Unheimliche Fragen, fade Antworten
Die seltenen gezeichneten Zwischensequenzen sind stimmungsvoll.
Die Zeit, in der ich mich wirklich auf jeden Ansatz klassischer Tower Defense gestürzt habe, liegt lange zurück. Zwar kann ich die Qualität von Fieldrunners 2 & Co wertschätzen, doch mittlerweile braucht es schon mehr, um mich ans Pad oder an Maus und Tastatur zu locken. So etwas wie Dungeon Defenders z.B. oder auch Orcs must Die!, die beide die Turmverteidigung um aktive Angriffsmechanismen ergänzen. In die gleiche Kerbe schlägt auch die von Artifice Studio entwickelte Indie-Produktion Sang-Froid: Tales of Werewolves (SF), die jüngst grünes Licht auf Steam erhalten hat. Man schlüpft wahlweise in die Rolle der Holzfäller Jack oder Joe (oder auch Jacques und Joseph), die ihre aus der Stadt Wolvesvale geflohene Schwester aufnehmen und beschützen müssen.
Hat ihre Flucht mit den unsittlichen Annäherungen des Priesters zu tun, die in einer Auseinandersetzung gipfelten, in deren Folge die Kirche halb abbrannte? Oder vielleicht doch damit, dass sie in ihren Fieberträumen etwa einen halben Meter über dem Bett schwebt und mit zurückgerollten Augen und tiefer Stimme von Dämonen fantasiert? Warum wird die Farm der Brüder samt dem Umland allnächtlich von immer stärker werdenden Wolfswesen und anderen Höllenausgeburten heimgesucht? Und wieso hat selbst der Teufel Interesse an Josephine?
Die Dialoge hingegen sind technisch und akustisch schwach.
Die Antworten bekommt man im Laufe der 20 Missionen dauernden Kampagne. Doch so geheimnisvoll die Geschichte auch wirken mag, so schwach wird sie erzählt.
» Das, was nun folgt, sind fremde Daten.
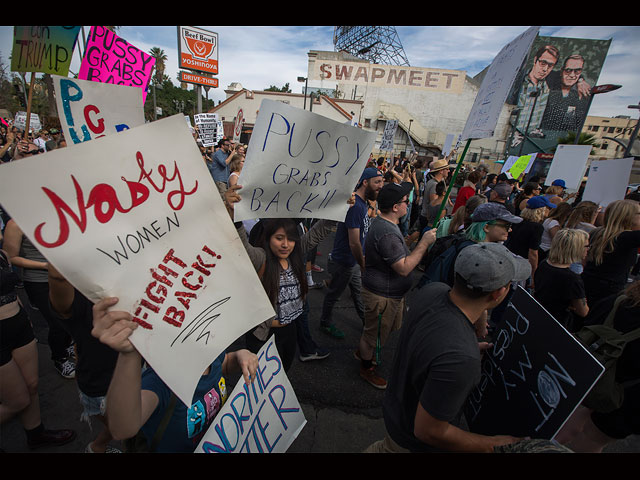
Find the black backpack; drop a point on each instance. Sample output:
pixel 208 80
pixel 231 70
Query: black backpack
pixel 441 258
pixel 606 344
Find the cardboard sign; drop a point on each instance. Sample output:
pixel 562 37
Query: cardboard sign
pixel 387 136
pixel 300 165
pixel 43 49
pixel 137 216
pixel 534 376
pixel 262 417
pixel 496 85
pixel 569 164
pixel 608 181
pixel 207 124
pixel 90 110
pixel 111 59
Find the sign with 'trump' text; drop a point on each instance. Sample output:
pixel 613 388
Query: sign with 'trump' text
pixel 300 165
pixel 137 216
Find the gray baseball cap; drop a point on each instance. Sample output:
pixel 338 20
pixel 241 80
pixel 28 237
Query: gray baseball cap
pixel 489 266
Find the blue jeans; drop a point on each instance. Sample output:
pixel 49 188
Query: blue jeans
pixel 341 277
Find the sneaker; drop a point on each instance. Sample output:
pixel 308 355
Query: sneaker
pixel 317 355
pixel 332 330
pixel 369 375
pixel 66 368
pixel 48 438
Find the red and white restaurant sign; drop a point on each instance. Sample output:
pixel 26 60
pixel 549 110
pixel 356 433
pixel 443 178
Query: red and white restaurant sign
pixel 198 49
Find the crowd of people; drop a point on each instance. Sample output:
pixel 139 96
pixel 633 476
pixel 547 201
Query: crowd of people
pixel 573 257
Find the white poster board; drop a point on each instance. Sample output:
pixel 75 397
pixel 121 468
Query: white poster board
pixel 300 165
pixel 89 109
pixel 262 417
pixel 608 181
pixel 137 216
pixel 569 164
pixel 388 135
pixel 496 85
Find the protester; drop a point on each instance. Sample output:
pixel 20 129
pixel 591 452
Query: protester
pixel 437 362
pixel 346 261
pixel 386 280
pixel 95 360
pixel 137 400
pixel 557 288
pixel 35 278
pixel 613 250
pixel 19 365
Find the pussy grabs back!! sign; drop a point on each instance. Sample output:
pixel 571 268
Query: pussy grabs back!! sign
pixel 137 216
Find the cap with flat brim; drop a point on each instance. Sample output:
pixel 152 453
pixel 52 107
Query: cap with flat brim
pixel 489 266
Die Zwischensequenzen bleiben zwar dem Comicstil treu, der sich auch durch die Kulisse und das Figurendesign zieht. Doch wo andere Spiele mit einem ähnlich gelagerten Stil mit ihrem Minimalismus einen ganz speziellen Charme in der Erzählung entfachen, bleibt die Werwolf-Mär oberflächlich und steril. Die kurzen Sequenzen bieten jede für sich betrachtet kaum Spannung, sind technisch schwach und dazu nur selten gut vertont. Und das gilt für die englische Fassung (es gibt weder deutsche Texte noch Sprache)! Nur um die Auflösung der Geschichte zu erfahren, habe ich der starken Versuchung widerstanden, sie wegzuklicken.
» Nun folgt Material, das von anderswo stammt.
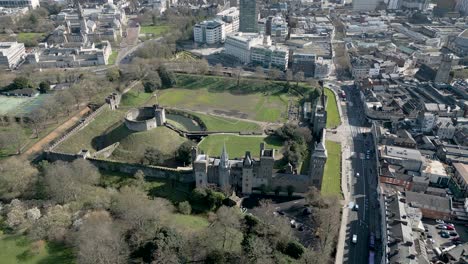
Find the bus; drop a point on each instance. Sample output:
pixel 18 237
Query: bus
pixel 371 241
pixel 371 257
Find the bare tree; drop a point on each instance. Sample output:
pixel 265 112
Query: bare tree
pixel 17 177
pixel 100 241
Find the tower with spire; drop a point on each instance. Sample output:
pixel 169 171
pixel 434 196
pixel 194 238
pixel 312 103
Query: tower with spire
pixel 224 168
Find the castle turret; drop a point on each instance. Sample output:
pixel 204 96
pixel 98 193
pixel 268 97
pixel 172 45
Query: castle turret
pixel 224 169
pixel 247 174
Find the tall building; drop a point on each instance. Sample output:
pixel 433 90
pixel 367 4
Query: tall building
pixel 443 73
pixel 248 12
pixel 365 5
pixel 19 3
pixel 11 54
pixel 209 32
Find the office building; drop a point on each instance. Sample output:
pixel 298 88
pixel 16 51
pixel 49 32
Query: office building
pixel 11 54
pixel 248 12
pixel 365 5
pixel 19 3
pixel 209 32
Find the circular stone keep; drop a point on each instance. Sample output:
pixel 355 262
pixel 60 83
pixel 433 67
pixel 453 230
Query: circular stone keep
pixel 145 118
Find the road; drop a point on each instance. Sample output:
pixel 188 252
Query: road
pixel 356 141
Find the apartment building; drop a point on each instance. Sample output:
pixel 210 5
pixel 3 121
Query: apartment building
pixel 11 54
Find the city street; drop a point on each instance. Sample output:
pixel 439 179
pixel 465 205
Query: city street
pixel 360 170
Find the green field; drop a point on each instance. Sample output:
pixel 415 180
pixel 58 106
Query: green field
pixel 333 116
pixel 252 99
pixel 331 184
pixel 112 57
pixel 18 249
pixel 154 30
pixel 216 123
pixel 236 146
pixel 133 144
pixel 135 98
pixel 83 139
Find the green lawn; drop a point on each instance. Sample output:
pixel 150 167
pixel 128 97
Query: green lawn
pixel 333 116
pixel 18 249
pixel 135 98
pixel 237 145
pixel 216 123
pixel 155 30
pixel 331 184
pixel 133 144
pixel 112 57
pixel 252 99
pixel 83 139
pixel 173 191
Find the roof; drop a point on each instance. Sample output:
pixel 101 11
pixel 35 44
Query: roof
pixel 462 169
pixel 427 201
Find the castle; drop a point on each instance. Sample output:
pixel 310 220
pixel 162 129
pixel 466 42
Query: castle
pixel 247 174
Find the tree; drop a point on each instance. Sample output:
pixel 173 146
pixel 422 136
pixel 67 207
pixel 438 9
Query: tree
pixel 274 74
pixel 185 208
pixel 44 87
pixel 152 82
pixel 17 177
pixel 67 182
pixel 100 241
pixel 153 156
pixel 184 152
pixel 259 72
pixel 168 78
pixel 113 74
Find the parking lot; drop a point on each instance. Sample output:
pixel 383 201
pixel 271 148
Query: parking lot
pixel 436 240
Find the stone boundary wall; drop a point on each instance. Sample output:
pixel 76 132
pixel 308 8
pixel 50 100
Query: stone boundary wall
pixel 79 126
pixel 181 175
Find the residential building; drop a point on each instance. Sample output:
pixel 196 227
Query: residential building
pixel 365 5
pixel 230 17
pixel 303 62
pixel 322 68
pixel 11 53
pixel 410 159
pixel 209 32
pixel 19 3
pixel 460 177
pixel 270 56
pixel 443 73
pixel 248 16
pixel 240 45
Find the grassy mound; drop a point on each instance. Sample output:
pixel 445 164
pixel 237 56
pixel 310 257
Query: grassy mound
pixel 133 144
pixel 238 145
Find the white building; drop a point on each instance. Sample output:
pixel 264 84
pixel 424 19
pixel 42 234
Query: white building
pixel 209 32
pixel 11 53
pixel 270 56
pixel 435 171
pixel 19 3
pixel 365 5
pixel 240 45
pixel 230 17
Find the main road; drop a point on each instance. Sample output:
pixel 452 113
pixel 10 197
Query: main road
pixel 361 173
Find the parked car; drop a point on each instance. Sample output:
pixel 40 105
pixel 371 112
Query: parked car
pixel 444 234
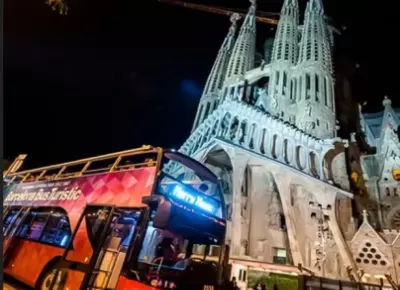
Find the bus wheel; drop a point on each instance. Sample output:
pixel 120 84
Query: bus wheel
pixel 46 279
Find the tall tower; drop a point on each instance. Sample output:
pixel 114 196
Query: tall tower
pixel 316 105
pixel 209 99
pixel 243 54
pixel 284 56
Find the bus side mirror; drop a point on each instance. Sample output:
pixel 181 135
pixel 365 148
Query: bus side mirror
pixel 226 268
pixel 162 207
pixel 161 218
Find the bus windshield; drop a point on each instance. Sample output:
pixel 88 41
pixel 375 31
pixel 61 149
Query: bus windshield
pixel 187 228
pixel 186 181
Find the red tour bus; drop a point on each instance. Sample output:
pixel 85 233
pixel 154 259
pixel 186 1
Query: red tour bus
pixel 126 220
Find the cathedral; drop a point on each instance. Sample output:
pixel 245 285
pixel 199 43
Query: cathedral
pixel 297 195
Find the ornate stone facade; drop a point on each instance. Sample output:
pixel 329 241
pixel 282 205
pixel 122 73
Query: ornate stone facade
pixel 270 135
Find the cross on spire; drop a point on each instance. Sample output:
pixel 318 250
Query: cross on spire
pixel 365 216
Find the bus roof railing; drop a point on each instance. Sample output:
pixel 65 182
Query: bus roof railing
pixel 59 171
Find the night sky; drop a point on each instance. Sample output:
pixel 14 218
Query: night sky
pixel 117 74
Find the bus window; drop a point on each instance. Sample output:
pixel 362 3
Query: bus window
pixel 163 248
pixel 8 220
pixel 33 225
pixel 206 252
pixel 123 227
pixel 57 231
pixel 96 219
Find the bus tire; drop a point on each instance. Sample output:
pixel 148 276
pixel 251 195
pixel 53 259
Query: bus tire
pixel 47 275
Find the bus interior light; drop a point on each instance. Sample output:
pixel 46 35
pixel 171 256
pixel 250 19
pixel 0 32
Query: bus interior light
pixel 64 241
pixel 190 198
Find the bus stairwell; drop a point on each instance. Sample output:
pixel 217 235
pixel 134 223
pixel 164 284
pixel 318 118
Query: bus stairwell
pixel 104 267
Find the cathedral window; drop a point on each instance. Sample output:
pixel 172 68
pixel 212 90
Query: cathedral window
pixel 326 91
pixel 284 82
pixel 300 87
pixel 199 116
pixel 280 256
pixel 308 86
pixel 207 110
pixel 294 89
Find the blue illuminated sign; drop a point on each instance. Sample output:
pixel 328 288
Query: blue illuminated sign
pixel 201 202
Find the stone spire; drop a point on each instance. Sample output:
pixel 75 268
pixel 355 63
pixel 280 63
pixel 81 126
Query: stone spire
pixel 209 99
pixel 316 105
pixel 285 44
pixel 242 58
pixel 281 88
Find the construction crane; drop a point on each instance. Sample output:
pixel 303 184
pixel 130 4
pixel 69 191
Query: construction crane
pixel 271 18
pixel 263 17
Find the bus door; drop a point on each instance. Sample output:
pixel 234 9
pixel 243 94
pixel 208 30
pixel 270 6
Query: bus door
pixel 98 247
pixel 11 223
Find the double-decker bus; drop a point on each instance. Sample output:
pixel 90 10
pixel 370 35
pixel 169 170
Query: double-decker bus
pixel 117 221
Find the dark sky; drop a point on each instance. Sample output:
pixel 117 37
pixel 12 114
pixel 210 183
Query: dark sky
pixel 117 74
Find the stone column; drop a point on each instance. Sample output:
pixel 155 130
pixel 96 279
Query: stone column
pixel 239 163
pixel 343 248
pixel 284 192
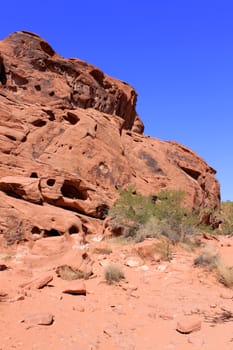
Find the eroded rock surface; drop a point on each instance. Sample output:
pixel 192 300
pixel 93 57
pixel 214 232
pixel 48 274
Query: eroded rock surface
pixel 70 137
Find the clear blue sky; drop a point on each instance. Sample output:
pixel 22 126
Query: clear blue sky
pixel 178 54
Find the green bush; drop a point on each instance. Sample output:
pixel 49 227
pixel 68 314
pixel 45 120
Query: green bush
pixel 113 273
pixel 137 217
pixel 227 218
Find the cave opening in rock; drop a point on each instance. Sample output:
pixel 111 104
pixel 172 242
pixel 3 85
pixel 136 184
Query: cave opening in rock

Alpträume bestimmen Verteidigungstaktik
Das ist insofern bedauerlich, da die wenigen gezeichneten Vollbild-Zwischensequenzen durchaus den Wunsch nach mehr ausgelöst haben. Deutlich besser vertont und stimmungsvoller zusammengesetzt als die Schnippsel zwischen den Missionen wird der atmosphärische Grundstein für ein spannendes Abenteuer gelegt. Doch dies ist nur die eine erzählerische Ebene. Die spielerische ist deutlich besser gelungen. Jeder Tag auf dem Kalender, den man überleben muss, gliedert sich in zwei Teile: Tagsüber verschafft man sich einen Überblick, welche Monster auf welchem Wege versuchen, die wichtigen Gebäude im Umfeld der Brüder anzugreifen.
Tagsüber schaut man sich die Gegner sowie ihre Routen an und plant entsprechend seine nächtliche Verteidigung.
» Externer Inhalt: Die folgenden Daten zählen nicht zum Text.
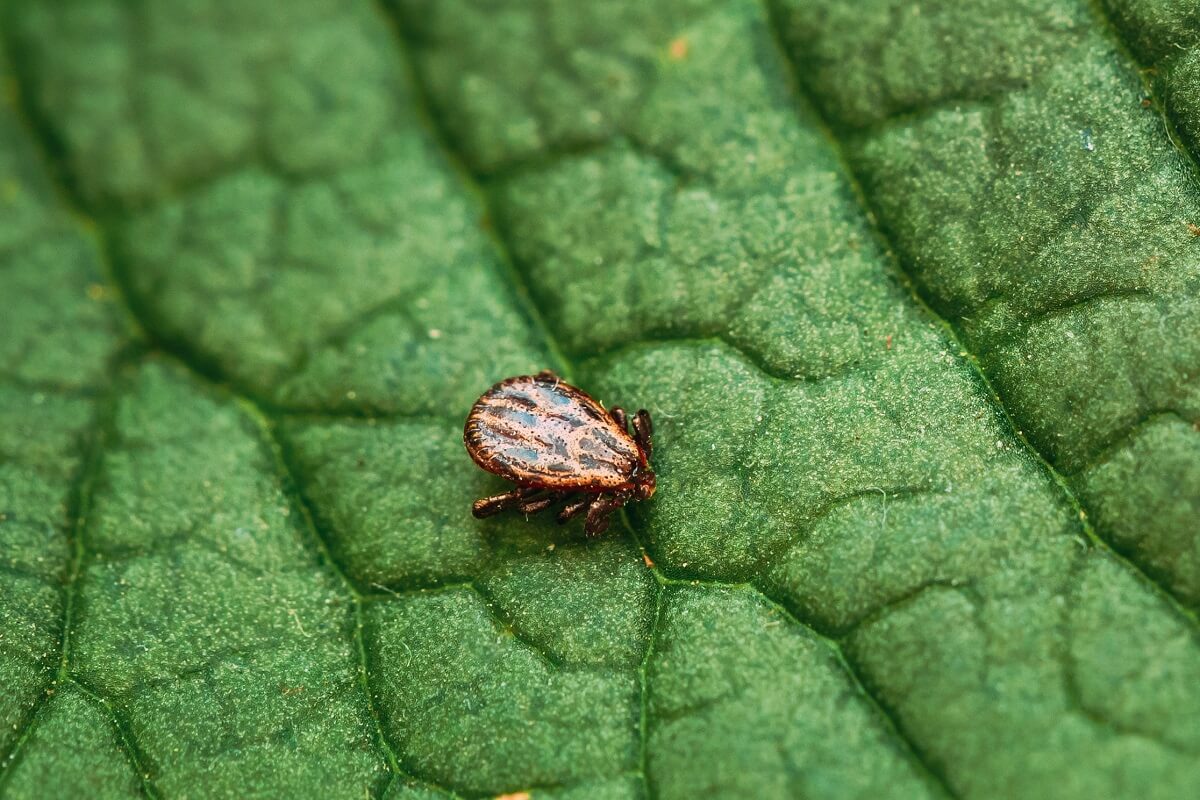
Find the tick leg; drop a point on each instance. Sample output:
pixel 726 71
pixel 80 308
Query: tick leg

Mit diesem Wissen, das quasi den fabulierenden Träumen der Schwester entspricht und akkurat zutrifft, kann man versuchen, dem Schicksal Einhalt zu gebieten. Dazu platziert man z.B. Fallen in verschiedenen Kategorien, baut Verteidigungsanlagen in Form von Türmen, über deren verbindende Seiltrassen man schnell hin und her reisen kann oder versucht durch das Legen von Feuermauern die Laufwege der Gegner anzupassen. Zusätzlich kann man im Dorf seine Waffen von der Nonne segnen lassen (gegen eine kleine Gebühr für die Kollekte versteht sich), seine Munition aufstocken oder gar neue Waffen, temporäre Verstärkungen oder Heiltränke kaufen. Doch man muss nicht nur ein Auge auf die spärlich gefüllte Geldschatulle haben, die auch von der einen oder anderen Falle zusätzlich geschröpft wird. Das Auslegen der Fallen, Köder etc. verbraucht in jedem Fall Aktionspunkte, so dass man nicht wahllos auf der Karte herumplanen kann, sondern so gezielt und effektiv wie möglich vorgehen muss.